L’olio del frutto della palma viene ampiamente impiegato nell’industria cosmetica, alimentare e nella produzione di biocarburanti.
L’espansione delle piantagioni di palma da olio nelle foreste torbiere indonesiane viene praticata drenando il terreno con un reticolo di canali. Questi vengono inizialmente impiegati come via per il trasporto dei tronchi di valore commerciale rimossi dalla foresta, quindi vengono svuotati per far defluire l’acqua e prosciugare il terreno. Malgrado questa pratica sia vietata, la biomassa residua viene normalmente rimossa con il fuoco immettendo nell’atmosfera immani quantità di CO2.
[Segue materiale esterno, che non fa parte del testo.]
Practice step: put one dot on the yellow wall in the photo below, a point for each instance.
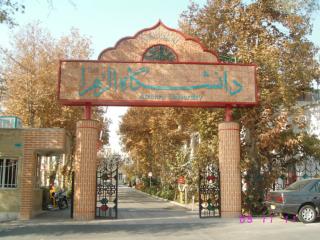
(11, 143)
(37, 201)
(9, 200)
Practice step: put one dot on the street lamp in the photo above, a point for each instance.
(150, 176)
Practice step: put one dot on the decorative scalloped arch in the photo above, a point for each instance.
(131, 49)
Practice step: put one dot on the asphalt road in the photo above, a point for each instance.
(144, 217)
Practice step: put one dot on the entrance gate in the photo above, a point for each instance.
(209, 192)
(158, 66)
(107, 191)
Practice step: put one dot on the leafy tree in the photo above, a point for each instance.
(272, 34)
(30, 72)
(7, 9)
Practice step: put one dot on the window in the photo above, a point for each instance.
(316, 187)
(8, 173)
(160, 53)
(299, 185)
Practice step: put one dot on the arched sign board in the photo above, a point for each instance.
(159, 66)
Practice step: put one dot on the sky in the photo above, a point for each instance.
(105, 21)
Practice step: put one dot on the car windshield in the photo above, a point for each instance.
(298, 185)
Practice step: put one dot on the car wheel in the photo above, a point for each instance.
(307, 214)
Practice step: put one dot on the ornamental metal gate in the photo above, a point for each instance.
(209, 192)
(107, 191)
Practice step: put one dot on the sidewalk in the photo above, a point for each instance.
(190, 206)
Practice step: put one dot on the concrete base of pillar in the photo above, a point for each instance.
(229, 166)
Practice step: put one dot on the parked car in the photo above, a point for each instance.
(301, 198)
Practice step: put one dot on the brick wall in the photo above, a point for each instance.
(85, 170)
(36, 140)
(229, 165)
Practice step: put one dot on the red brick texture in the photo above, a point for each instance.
(229, 165)
(36, 140)
(86, 170)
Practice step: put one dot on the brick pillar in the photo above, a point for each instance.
(27, 179)
(85, 170)
(229, 165)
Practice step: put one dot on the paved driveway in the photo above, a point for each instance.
(143, 217)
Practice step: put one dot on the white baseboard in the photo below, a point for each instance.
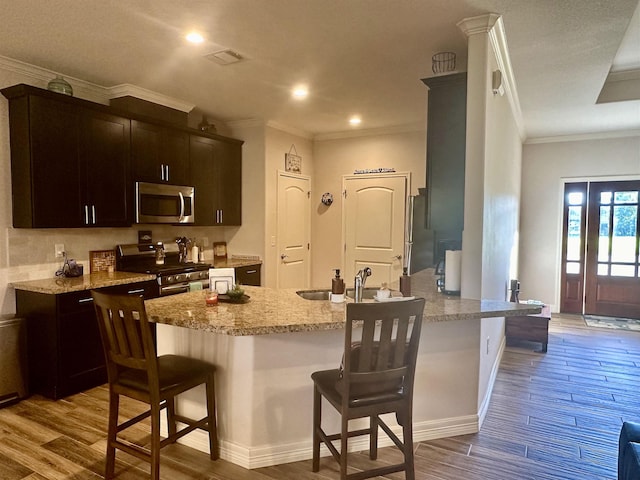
(265, 456)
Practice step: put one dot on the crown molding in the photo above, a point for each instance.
(480, 24)
(406, 128)
(127, 89)
(83, 89)
(492, 25)
(42, 76)
(584, 137)
(246, 123)
(498, 39)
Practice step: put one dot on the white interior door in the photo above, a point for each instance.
(294, 230)
(374, 226)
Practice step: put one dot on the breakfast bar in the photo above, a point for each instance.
(267, 348)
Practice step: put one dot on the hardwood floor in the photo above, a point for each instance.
(552, 416)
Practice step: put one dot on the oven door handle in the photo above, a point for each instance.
(181, 207)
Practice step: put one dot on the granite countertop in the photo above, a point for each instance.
(58, 285)
(282, 310)
(233, 262)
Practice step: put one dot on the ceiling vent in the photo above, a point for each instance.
(224, 57)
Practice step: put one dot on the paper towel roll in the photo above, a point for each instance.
(452, 270)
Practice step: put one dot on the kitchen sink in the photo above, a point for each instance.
(367, 293)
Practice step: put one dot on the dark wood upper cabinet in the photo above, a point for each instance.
(159, 154)
(216, 169)
(105, 184)
(74, 163)
(446, 144)
(69, 163)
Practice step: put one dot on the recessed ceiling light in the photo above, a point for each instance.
(300, 92)
(194, 37)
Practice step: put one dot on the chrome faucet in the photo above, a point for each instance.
(359, 282)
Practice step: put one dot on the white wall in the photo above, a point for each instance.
(492, 190)
(545, 168)
(403, 150)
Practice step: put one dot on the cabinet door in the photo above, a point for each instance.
(104, 155)
(230, 184)
(202, 156)
(54, 193)
(216, 170)
(159, 154)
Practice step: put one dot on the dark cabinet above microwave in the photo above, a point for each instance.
(74, 163)
(69, 163)
(159, 154)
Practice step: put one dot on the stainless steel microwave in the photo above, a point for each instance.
(162, 203)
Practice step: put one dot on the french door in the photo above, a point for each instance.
(601, 271)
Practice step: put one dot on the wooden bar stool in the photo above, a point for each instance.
(134, 370)
(376, 377)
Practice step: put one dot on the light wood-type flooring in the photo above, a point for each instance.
(552, 416)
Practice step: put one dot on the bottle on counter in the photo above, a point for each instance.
(337, 288)
(405, 283)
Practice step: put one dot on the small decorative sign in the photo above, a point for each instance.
(293, 161)
(102, 260)
(374, 170)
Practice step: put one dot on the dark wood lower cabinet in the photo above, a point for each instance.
(64, 347)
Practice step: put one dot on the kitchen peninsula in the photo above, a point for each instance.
(267, 348)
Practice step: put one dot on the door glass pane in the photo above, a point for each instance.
(603, 243)
(623, 270)
(573, 267)
(623, 242)
(573, 233)
(626, 197)
(575, 198)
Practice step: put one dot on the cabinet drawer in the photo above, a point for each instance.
(75, 302)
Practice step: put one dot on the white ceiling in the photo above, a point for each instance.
(361, 57)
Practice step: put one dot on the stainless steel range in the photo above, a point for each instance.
(174, 275)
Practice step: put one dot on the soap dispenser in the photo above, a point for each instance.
(405, 283)
(337, 288)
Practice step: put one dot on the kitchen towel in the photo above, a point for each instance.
(452, 270)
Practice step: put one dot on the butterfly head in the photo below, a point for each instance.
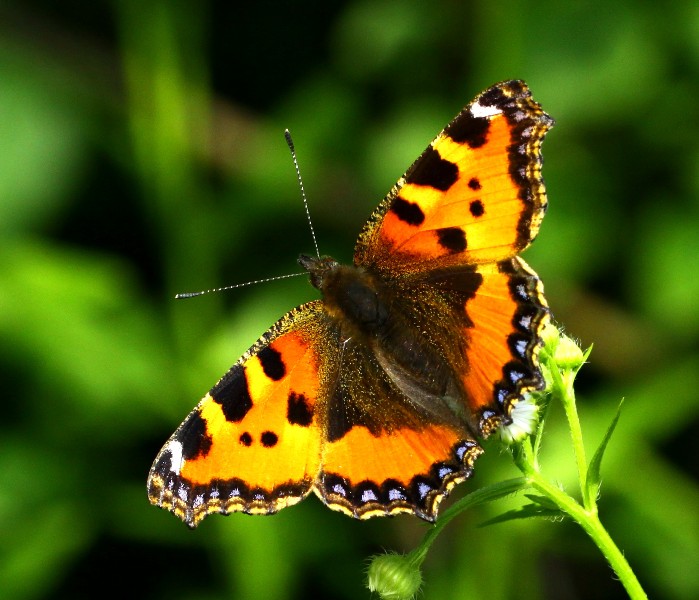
(318, 268)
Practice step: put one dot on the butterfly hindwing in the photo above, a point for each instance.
(253, 443)
(374, 397)
(474, 196)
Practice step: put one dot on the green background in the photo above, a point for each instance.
(141, 154)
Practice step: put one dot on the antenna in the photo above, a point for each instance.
(290, 143)
(236, 285)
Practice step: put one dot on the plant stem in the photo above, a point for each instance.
(589, 521)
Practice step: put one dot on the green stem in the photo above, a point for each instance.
(589, 521)
(564, 390)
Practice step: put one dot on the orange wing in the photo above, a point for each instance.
(455, 223)
(253, 444)
(373, 397)
(474, 196)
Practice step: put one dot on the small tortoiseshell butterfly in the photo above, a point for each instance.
(374, 397)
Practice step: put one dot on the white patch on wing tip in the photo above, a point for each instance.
(176, 458)
(478, 110)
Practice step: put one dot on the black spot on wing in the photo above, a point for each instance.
(194, 437)
(408, 212)
(433, 170)
(469, 129)
(269, 439)
(476, 208)
(272, 363)
(232, 393)
(452, 239)
(298, 412)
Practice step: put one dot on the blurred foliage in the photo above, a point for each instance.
(141, 154)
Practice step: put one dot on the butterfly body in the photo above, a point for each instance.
(374, 396)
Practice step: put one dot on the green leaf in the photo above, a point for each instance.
(593, 478)
(528, 511)
(543, 501)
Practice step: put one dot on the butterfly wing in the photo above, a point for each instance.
(474, 196)
(253, 443)
(451, 230)
(387, 451)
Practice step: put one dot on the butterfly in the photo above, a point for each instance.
(375, 397)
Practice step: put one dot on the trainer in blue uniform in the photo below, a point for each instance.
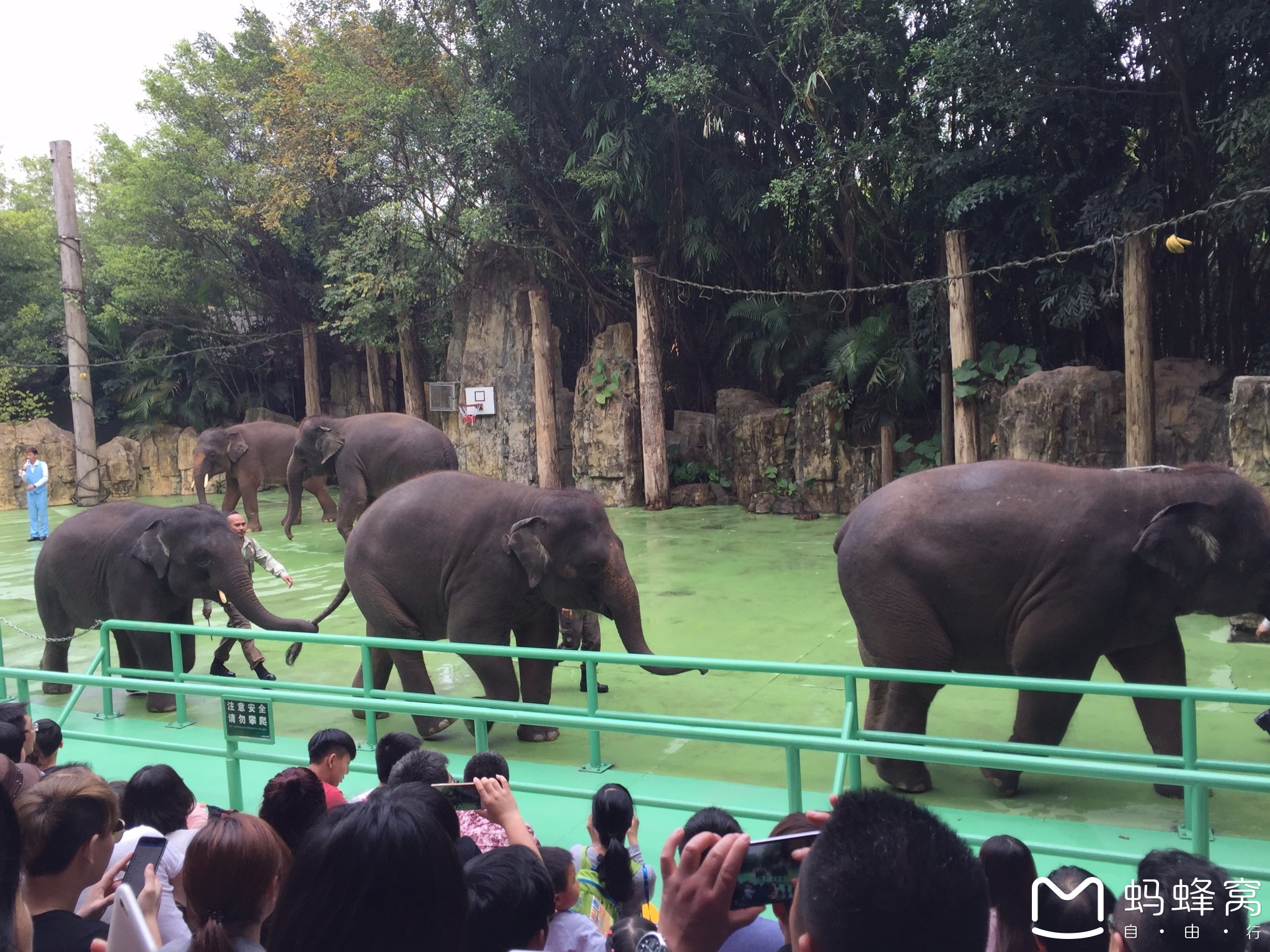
(35, 477)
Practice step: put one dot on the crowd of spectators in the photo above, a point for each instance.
(401, 868)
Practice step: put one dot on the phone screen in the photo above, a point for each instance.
(148, 852)
(768, 873)
(461, 796)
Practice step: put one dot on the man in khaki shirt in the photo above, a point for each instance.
(253, 553)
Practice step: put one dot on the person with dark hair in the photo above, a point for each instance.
(1088, 910)
(35, 479)
(253, 555)
(761, 935)
(1150, 918)
(48, 742)
(293, 804)
(1011, 871)
(331, 752)
(16, 712)
(389, 749)
(487, 834)
(155, 804)
(613, 880)
(390, 871)
(424, 765)
(510, 901)
(628, 932)
(887, 874)
(234, 870)
(68, 826)
(568, 931)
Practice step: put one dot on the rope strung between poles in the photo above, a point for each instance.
(1114, 242)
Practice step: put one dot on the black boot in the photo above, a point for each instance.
(582, 683)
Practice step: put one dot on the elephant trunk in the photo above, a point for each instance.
(295, 487)
(236, 586)
(621, 599)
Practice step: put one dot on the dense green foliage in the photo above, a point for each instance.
(339, 169)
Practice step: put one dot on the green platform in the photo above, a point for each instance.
(724, 583)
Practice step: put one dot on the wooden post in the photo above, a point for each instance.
(966, 412)
(948, 444)
(412, 369)
(375, 379)
(652, 413)
(1140, 377)
(544, 391)
(888, 454)
(87, 478)
(313, 376)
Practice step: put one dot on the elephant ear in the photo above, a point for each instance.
(527, 547)
(328, 443)
(151, 549)
(235, 447)
(1181, 542)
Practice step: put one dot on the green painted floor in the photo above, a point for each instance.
(719, 582)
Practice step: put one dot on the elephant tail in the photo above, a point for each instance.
(296, 646)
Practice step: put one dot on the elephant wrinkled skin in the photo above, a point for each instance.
(473, 559)
(141, 563)
(1033, 569)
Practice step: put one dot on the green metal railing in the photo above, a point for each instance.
(1196, 775)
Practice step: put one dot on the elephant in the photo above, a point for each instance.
(143, 563)
(252, 456)
(368, 455)
(474, 559)
(1038, 570)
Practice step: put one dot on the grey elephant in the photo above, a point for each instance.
(1033, 569)
(368, 455)
(143, 563)
(252, 456)
(473, 559)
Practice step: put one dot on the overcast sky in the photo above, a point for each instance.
(68, 68)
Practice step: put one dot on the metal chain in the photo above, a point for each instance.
(41, 638)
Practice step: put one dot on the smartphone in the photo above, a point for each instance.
(461, 796)
(148, 852)
(128, 932)
(768, 873)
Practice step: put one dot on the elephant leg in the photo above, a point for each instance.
(316, 487)
(536, 673)
(381, 667)
(1160, 663)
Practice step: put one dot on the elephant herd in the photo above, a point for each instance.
(1002, 568)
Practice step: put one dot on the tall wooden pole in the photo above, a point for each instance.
(1140, 379)
(87, 478)
(652, 412)
(544, 391)
(375, 379)
(966, 412)
(313, 379)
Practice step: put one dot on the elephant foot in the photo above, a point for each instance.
(161, 703)
(432, 726)
(907, 776)
(536, 735)
(1005, 781)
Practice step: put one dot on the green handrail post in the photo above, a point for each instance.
(373, 731)
(1196, 828)
(178, 674)
(234, 774)
(595, 764)
(794, 778)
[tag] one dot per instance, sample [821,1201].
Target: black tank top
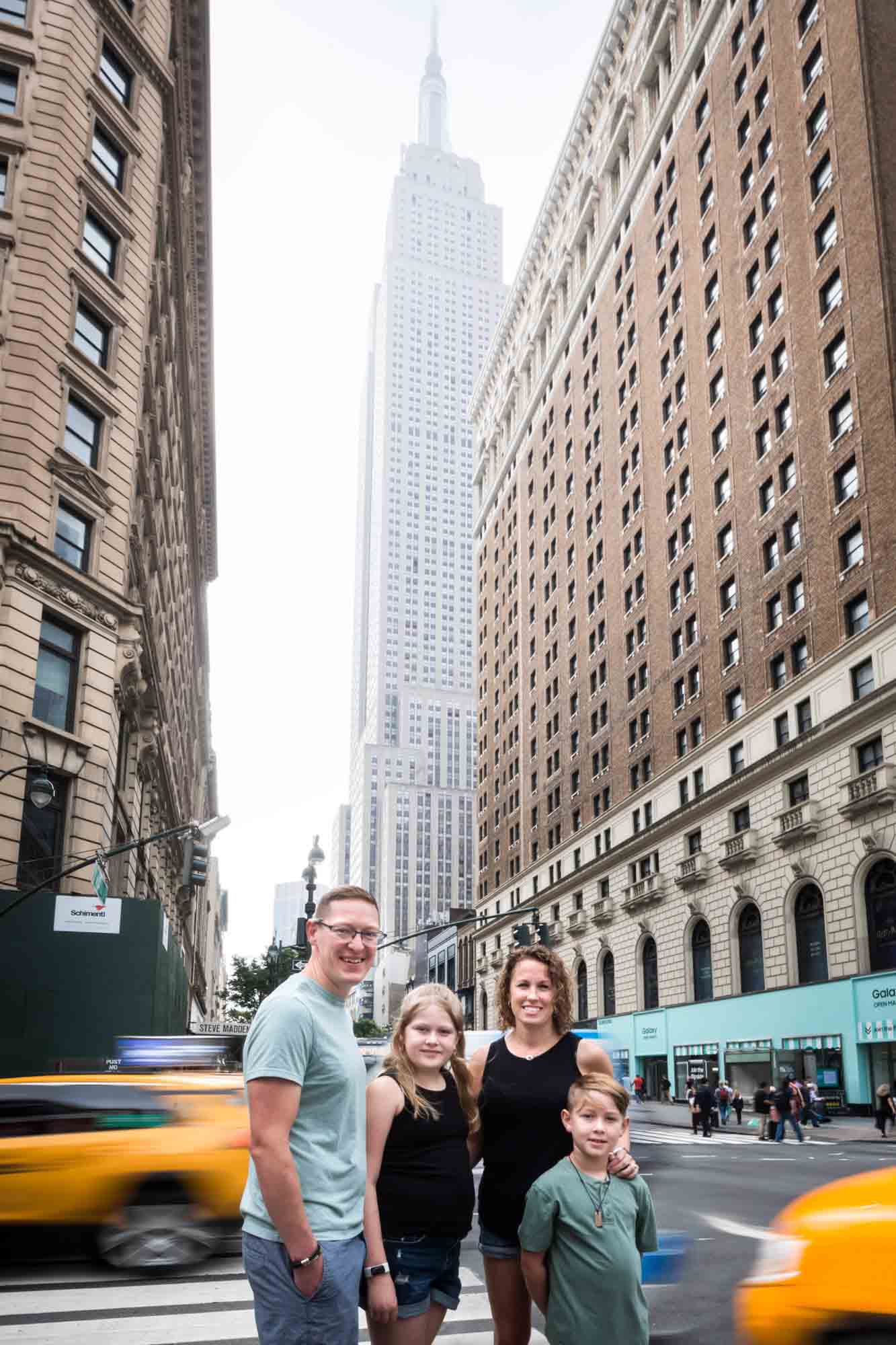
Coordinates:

La foto sopra mostra una colata di dieci tonnellate di olio, finite in mare, in Colombia, a causa di una valvola chiusa male in un impianto di lavorazione.
I portavoce dell’azienda sostengono che non sarebbero affatto nocive e che non avrebbero alcuna conseguenza sull’ecosistema marino, ma i pescatori del luogo hanno affermato di aver visto molti pesci morti galleggiare sull’acqua.
Un’industria che non può certo essere fermata, dal momento che ne va dell’economia di molti Paesi in via di sviluppo.
Quello che andrebbe cambiato è il modo di sfruttare le risorse. Non ci può proprio essere un equilibrio tra profitto industriale ed impatto ambientale? Trovarlo è la chiave della risoluzione ai problemi ecologici attuali. Uno sforzo che dovrebbe vedere unite non solo associazioni di attivismo ambientale come Greenpeace, ma soprattutto le istituzioni, le nazioni ed i singoli cittadini, che non vogliono un clima fritto.
enone 18 Maggio 2008 il 12:28 am
La Foto Della Costa E’ Inquietante!
…Io Ci Manderei I Dirigenti Di Queste Multinazionali A Farsi Un Bel Bagno!
Anonimo 19 Maggio 2008 il 12:31 am
dicono che non sia inquinante, ma i pesci muoiono: non saranno mica intolleranti alla soia?